Uit de inhoud van tapgesprekken blijkt dat niet alleen met [bijnaam verdachte] over dit soort zaken gesproken wordt, maar dat ook onder meer [medeverdachte 2] , [medeverdachte 3] en [medeverdachte 1] en [medeverdachte 6] onderling met elkaar gesprekken voeren over deze onderwerpen. De gesprekspartners zijn hierbij steeds kennelijk goed ingevoerd in de wijze van gebruik van de termen. Hier kan bijvoorbeeld gewezen worden op een tapgesprek tussen medeverdachten [medeverdachte 1] en [medeverdachte 3] , waarin [medeverdachte 3] zich beklaagt over [bijnaam verdachte] en zijn zoon, omdat er iemand is die 5 komkommers wil hebben en dat hij er dus één nodig heeft, terwijl [bijnaam verdachte] zegt dat [medeverdachte 6] met een vriend aan het bellen is. [medeverdachte 1] zegt vervolgens dat hij er meteen een komt brengen. De gesprekken dienen bezien te worden tegen de achtergrond van het gegeven dat bij de doorzoeking van de woning waar verdachte met onder meer zijn zoon tevens medeverdachte [medeverdachte 6] verbleef, een tas is gevonden met zakjes heroïne en cocaïne en een aanzienlijk contant geldbedrag. In de tas zat ook een notitieblok (ook wel aangeduid als ‘schrift’/’schriftje’) met aantekeningen in het Arabisch. Deze aantekeningen bleken na vertaling, naast de namen [medeverdachte 1] , [medeverdachte 3] en [medeverdachte 6] , getallen te bevatten en hoeveelheden van onder meer ‘groente’, ‘fruit’, ‘komkommers’, ‘appels’, ‘melk’ en ‘koffie’.
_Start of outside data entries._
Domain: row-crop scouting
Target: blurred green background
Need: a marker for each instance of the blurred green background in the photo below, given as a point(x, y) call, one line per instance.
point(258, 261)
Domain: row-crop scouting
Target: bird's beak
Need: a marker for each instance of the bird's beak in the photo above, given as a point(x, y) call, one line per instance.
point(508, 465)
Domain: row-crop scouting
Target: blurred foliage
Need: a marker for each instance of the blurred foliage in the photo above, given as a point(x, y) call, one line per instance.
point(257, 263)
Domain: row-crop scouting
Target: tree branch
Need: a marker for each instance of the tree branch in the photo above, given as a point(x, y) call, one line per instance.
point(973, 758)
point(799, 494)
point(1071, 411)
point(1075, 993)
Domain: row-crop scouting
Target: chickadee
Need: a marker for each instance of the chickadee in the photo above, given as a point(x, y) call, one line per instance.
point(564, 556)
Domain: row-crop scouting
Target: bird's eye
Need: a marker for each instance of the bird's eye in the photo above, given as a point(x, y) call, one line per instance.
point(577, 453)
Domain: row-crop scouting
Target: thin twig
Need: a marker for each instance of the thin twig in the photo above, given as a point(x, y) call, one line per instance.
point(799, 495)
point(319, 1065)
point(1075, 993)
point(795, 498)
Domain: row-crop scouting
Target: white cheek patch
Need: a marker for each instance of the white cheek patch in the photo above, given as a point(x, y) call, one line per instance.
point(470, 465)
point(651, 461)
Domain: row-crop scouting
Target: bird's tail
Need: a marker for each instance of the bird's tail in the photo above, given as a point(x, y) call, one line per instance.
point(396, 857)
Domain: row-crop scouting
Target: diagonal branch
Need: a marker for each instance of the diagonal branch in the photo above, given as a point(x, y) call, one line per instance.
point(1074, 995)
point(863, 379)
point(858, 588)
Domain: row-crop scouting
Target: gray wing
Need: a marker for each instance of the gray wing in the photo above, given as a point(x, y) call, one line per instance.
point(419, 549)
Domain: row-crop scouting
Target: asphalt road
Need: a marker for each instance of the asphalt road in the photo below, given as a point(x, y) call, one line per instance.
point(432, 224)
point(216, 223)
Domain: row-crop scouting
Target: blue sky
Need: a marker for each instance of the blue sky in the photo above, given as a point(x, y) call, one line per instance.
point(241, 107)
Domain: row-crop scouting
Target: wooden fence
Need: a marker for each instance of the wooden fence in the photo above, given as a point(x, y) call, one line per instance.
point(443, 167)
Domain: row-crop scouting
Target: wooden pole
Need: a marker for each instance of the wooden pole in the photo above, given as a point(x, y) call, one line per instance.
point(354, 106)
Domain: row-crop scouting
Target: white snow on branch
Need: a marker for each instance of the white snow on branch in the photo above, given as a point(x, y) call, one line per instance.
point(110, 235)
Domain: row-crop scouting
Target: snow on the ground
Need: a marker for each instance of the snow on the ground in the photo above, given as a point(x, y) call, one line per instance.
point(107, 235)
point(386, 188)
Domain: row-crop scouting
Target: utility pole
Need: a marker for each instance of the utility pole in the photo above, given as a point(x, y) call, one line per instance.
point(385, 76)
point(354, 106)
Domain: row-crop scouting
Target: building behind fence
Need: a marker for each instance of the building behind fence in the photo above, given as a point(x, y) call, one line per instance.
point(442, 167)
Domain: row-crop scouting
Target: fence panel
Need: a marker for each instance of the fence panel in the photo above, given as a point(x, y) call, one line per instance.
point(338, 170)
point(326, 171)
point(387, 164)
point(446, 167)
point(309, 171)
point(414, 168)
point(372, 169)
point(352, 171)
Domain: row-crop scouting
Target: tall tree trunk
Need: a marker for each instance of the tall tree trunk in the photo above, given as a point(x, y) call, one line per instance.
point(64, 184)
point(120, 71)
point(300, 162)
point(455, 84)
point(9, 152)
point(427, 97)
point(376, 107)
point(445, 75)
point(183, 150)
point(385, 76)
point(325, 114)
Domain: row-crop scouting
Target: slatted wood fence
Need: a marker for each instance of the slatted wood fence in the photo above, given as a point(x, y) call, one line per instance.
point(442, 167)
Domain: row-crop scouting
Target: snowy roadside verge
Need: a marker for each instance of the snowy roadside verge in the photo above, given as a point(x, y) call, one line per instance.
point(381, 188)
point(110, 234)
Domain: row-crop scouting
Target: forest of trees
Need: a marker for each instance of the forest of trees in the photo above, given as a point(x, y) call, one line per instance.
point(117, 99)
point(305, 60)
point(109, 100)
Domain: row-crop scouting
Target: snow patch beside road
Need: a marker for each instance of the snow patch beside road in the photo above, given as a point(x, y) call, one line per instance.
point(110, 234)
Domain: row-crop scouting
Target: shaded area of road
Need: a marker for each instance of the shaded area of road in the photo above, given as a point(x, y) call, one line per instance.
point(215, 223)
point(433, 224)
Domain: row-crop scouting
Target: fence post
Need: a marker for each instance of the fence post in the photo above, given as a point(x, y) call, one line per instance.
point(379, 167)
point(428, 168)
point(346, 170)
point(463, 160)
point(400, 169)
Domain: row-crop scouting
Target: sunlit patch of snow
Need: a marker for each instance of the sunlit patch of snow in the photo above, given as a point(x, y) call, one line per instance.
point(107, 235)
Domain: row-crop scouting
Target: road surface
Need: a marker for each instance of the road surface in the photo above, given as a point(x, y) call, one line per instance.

Daarnaast heeft [medeverdachte 6] hierover aangegeven dat termen als groente, fruit, komkommer en brood binnen de gecodeerde taal hoorden die door [medeverdachte 1] werd gebruikt.
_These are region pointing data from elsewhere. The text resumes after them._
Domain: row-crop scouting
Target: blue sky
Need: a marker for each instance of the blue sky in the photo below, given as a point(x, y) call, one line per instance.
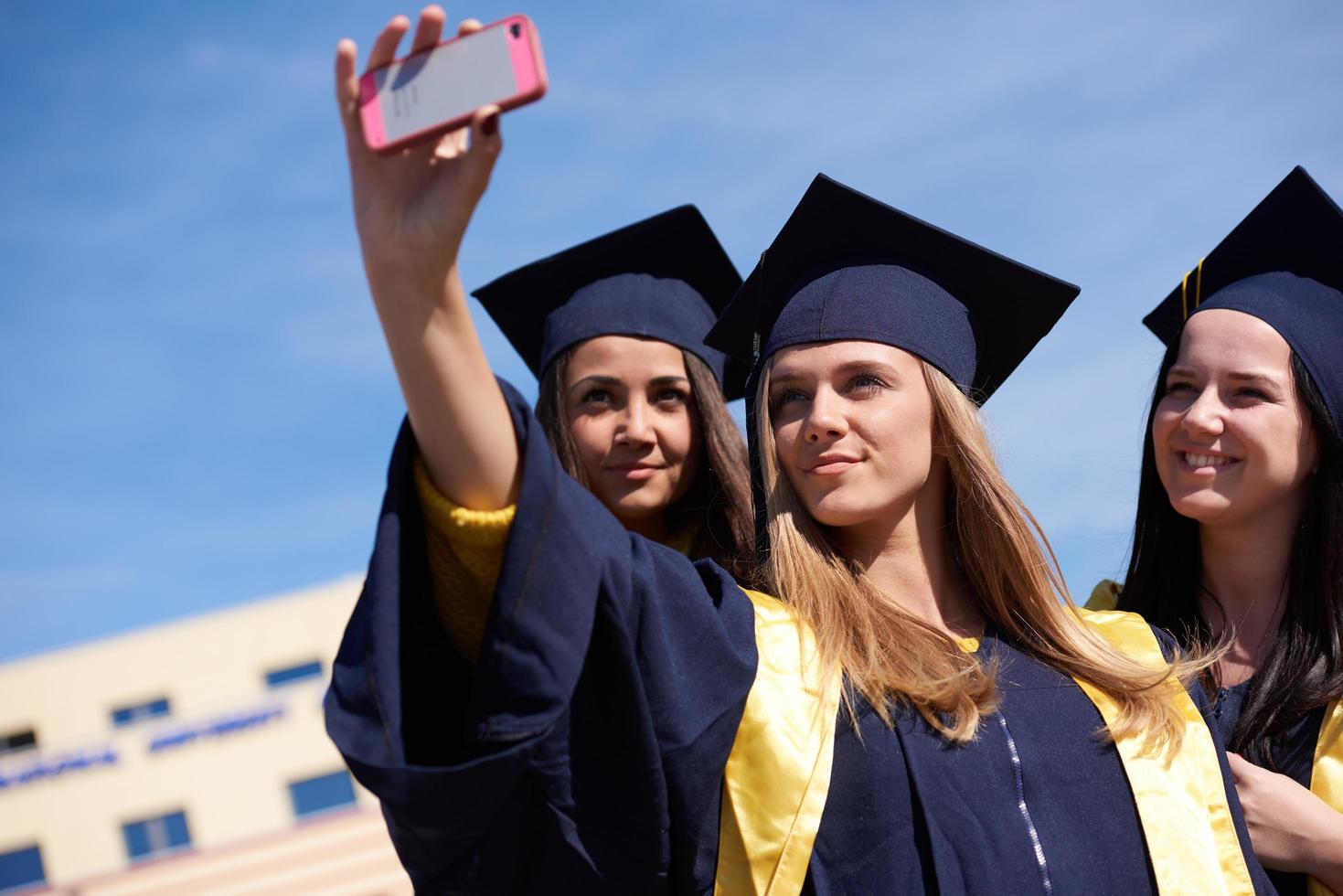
point(197, 400)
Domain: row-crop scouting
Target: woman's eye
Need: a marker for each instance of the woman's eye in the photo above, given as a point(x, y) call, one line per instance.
point(865, 383)
point(672, 397)
point(596, 397)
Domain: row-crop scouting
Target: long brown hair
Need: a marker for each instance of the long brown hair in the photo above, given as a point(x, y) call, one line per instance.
point(718, 506)
point(887, 653)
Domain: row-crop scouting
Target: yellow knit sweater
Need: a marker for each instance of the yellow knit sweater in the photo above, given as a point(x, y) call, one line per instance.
point(465, 554)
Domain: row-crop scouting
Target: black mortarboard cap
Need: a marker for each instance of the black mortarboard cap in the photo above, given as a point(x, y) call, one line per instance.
point(665, 277)
point(847, 266)
point(1284, 265)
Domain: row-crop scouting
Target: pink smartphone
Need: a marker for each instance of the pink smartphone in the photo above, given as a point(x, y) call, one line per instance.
point(435, 91)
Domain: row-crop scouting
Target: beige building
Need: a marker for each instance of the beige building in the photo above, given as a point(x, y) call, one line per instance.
point(188, 758)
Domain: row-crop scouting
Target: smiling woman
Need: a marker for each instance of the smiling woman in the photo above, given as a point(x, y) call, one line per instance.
point(1239, 536)
point(630, 397)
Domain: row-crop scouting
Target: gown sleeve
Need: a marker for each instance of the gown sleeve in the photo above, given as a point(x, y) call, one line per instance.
point(465, 552)
point(584, 749)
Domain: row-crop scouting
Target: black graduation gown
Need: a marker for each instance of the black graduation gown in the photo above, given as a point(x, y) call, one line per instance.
point(1295, 759)
point(586, 750)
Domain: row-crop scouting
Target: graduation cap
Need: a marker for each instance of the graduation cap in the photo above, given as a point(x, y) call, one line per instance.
point(1284, 265)
point(665, 278)
point(847, 266)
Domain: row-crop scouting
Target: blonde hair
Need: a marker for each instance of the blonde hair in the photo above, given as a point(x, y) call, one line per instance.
point(887, 653)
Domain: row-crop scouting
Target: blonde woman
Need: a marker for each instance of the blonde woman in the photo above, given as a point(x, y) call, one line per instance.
point(915, 710)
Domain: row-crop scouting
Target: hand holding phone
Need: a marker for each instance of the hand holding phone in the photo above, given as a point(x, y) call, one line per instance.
point(412, 208)
point(437, 91)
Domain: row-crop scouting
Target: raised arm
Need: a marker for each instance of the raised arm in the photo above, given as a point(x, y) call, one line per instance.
point(411, 209)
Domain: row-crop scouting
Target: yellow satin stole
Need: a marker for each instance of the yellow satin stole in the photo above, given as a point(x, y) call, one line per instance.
point(778, 773)
point(1327, 773)
point(1327, 769)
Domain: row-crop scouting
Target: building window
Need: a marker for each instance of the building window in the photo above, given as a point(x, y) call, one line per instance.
point(156, 836)
point(22, 868)
point(140, 710)
point(321, 795)
point(16, 741)
point(277, 677)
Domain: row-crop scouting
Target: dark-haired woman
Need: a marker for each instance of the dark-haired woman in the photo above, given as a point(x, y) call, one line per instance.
point(1240, 516)
point(630, 397)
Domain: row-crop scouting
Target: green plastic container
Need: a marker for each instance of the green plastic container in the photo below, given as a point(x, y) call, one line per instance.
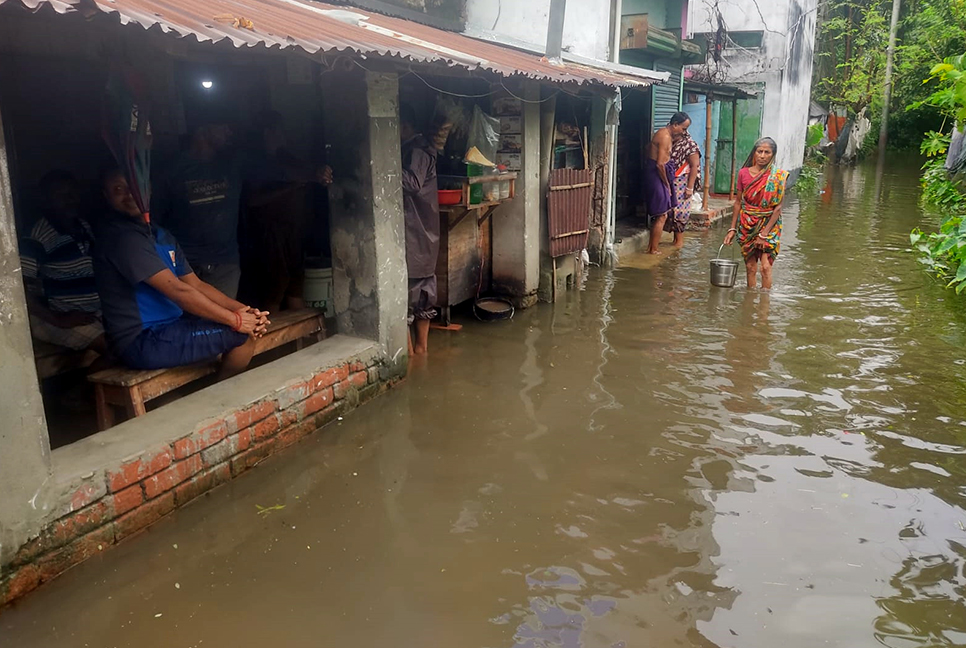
point(476, 194)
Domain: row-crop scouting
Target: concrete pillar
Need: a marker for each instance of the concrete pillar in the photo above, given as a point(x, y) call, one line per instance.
point(516, 225)
point(361, 112)
point(24, 445)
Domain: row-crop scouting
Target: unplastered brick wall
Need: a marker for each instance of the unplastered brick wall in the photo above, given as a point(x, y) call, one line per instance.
point(122, 500)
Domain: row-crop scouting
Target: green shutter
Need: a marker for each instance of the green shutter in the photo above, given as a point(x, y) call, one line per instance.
point(666, 97)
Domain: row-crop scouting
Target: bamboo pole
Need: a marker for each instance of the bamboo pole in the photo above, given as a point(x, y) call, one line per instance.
point(707, 156)
point(887, 91)
point(734, 145)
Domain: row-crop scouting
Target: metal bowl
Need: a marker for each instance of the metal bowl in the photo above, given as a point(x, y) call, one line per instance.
point(490, 309)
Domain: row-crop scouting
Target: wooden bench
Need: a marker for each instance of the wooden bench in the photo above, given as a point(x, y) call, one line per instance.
point(131, 389)
point(53, 360)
In dat verband is dan van belang dat in een tap van het nummer eindigend op -7088 ook gebruik wordt gemaakt van dergelijke terminologie. Uit dit gesprek blijkt immers dat [medeverdachte 6] iets voor [medeverdachte 1] moet doen. [medeverdachte 6] vraagt zijn vader de zak te openen en [naam] drie van de vijf "broodjes" daaruit te geven.
In het tapgesprek met sessienummer 2558 van 10 september 2018 belt [medeverdachte 6] uit naar nummer -7088 en noemt [medeverdachte 6] zijn gesprekspartner ‘papa’. Er is geen reden om aan te nemen dat verdachte op dat moment niet de gebruiker van nummer -7088 was.
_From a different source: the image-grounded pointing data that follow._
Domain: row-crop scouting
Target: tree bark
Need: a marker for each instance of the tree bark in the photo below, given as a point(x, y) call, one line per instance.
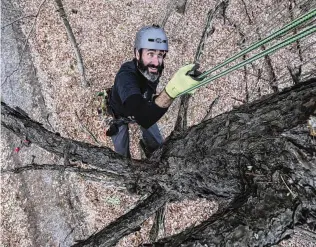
point(258, 159)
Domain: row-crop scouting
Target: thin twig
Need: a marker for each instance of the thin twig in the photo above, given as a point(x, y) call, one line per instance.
point(181, 122)
point(71, 36)
point(25, 44)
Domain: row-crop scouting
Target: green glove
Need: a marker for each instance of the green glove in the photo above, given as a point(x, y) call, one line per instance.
point(182, 80)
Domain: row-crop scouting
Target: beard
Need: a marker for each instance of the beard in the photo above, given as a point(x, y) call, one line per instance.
point(151, 76)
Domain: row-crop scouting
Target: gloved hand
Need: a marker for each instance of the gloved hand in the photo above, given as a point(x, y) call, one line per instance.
point(183, 79)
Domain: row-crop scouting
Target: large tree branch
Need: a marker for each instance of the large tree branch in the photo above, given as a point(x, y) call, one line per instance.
point(127, 223)
point(181, 122)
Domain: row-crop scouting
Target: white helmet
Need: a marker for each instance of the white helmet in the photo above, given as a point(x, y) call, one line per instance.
point(151, 37)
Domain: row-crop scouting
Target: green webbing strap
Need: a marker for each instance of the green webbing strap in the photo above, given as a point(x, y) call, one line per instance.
point(272, 49)
point(280, 32)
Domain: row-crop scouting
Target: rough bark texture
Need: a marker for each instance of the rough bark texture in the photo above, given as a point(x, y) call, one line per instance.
point(127, 223)
point(258, 159)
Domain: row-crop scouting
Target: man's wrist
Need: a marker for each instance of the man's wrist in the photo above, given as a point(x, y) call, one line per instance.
point(163, 100)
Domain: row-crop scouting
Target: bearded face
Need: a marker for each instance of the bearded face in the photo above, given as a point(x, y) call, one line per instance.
point(150, 64)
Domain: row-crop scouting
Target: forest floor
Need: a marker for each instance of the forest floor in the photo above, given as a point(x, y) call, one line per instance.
point(105, 32)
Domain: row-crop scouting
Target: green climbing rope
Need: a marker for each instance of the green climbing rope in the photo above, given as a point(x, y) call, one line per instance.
point(272, 49)
point(276, 34)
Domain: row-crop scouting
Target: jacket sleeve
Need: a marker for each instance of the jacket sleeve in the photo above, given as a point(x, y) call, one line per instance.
point(145, 113)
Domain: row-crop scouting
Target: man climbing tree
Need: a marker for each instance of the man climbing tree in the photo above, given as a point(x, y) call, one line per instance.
point(133, 95)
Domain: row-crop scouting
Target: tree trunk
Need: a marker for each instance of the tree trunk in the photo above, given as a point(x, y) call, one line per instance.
point(258, 160)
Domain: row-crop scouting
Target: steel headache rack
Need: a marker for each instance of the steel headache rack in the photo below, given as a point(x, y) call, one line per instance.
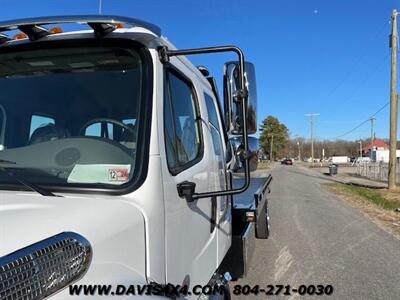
point(102, 25)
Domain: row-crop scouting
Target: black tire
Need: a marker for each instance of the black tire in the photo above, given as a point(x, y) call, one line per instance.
point(225, 296)
point(262, 223)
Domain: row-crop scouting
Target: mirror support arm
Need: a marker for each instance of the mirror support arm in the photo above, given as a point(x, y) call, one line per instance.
point(241, 96)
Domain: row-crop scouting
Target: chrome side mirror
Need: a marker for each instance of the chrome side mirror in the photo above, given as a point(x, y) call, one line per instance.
point(238, 151)
point(233, 109)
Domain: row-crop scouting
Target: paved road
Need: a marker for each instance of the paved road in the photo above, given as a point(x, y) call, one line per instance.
point(319, 239)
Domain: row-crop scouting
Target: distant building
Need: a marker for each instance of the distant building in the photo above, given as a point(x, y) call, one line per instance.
point(380, 151)
point(377, 145)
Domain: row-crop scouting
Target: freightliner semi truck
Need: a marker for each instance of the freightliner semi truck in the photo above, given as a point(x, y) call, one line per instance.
point(120, 165)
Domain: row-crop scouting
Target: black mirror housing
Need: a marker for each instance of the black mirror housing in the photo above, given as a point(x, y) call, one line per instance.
point(233, 108)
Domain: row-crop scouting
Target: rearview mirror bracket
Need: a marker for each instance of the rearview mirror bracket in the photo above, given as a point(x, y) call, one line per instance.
point(241, 96)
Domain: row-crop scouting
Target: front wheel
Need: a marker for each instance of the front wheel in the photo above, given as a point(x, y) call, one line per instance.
point(221, 288)
point(263, 223)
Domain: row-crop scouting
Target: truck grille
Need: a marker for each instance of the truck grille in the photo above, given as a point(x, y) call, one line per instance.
point(39, 270)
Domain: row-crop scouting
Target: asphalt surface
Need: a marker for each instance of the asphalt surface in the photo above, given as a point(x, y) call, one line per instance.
point(316, 238)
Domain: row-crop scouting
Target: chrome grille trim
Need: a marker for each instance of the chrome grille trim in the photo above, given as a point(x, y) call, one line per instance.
point(43, 268)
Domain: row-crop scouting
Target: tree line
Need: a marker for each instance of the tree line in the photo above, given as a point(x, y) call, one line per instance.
point(275, 138)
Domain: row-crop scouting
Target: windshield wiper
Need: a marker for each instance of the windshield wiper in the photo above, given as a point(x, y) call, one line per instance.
point(29, 185)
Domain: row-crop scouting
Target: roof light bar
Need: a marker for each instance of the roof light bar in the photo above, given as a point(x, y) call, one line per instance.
point(103, 23)
point(34, 32)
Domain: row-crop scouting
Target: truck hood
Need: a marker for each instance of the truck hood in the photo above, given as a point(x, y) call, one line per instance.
point(115, 228)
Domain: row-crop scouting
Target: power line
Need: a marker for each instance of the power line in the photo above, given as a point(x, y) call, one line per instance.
point(357, 62)
point(365, 121)
point(366, 78)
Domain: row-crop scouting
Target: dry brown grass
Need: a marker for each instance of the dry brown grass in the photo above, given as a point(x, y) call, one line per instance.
point(378, 205)
point(263, 165)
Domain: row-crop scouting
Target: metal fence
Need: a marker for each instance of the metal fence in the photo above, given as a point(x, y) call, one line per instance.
point(376, 170)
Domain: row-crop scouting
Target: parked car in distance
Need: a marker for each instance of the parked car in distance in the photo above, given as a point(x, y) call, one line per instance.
point(287, 161)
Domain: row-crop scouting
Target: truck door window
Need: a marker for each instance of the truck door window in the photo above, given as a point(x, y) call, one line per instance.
point(2, 126)
point(214, 125)
point(182, 131)
point(38, 121)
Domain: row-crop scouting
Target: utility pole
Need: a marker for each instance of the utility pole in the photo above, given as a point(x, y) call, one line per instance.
point(312, 115)
point(298, 145)
point(372, 136)
point(100, 6)
point(271, 144)
point(393, 105)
De rechtbank concludeert op grond van het bovenstaande dat de persoon die [bijnaam verdachte] wordt genoemd nauw telefonisch contact onderhield met medeverdachten [medeverdachte 2] , [medeverdachte 1] en [medeverdachte 3] , terwijl verdachte, die ook wel wordt aangesproken als [bijnaam verdachte] , heeft aangegeven dat deze personen tot zijn nauwe sociale kring kunnen worden gerekend.
Op grond daarvan kan de unieke samenstelling van deze groep identificerend zijn ten aanzien van verdachte als gebruiker van het nummer eindigend op -9981. Nu daarbij komt dat in de gesprekken door alle leden van de groep specifieke terminologie wordt gebezigd, een terminologie waar verdachte ook gebruik van heeft gemaakt met het bij hem in gebruik zijnde nummer eindigend op -7088, concludeert de rechtbank dat het niet anders kan zijn dan dat verdachte de persoon genoemd [bijnaam verdachte] is en dat hij als zodanig heeft deelgenomen aan de gesprekken met het telefoonnummer eindigend op -9981.
Voorgaande beschouwing leidt ook tot de slotsom dat de, mede door de verdachte gevoerde, gesprekken grotendeels een versluierend karakter hebben en dat deze doorgaans de handel in verdovende middelen tot onderwerp hebben.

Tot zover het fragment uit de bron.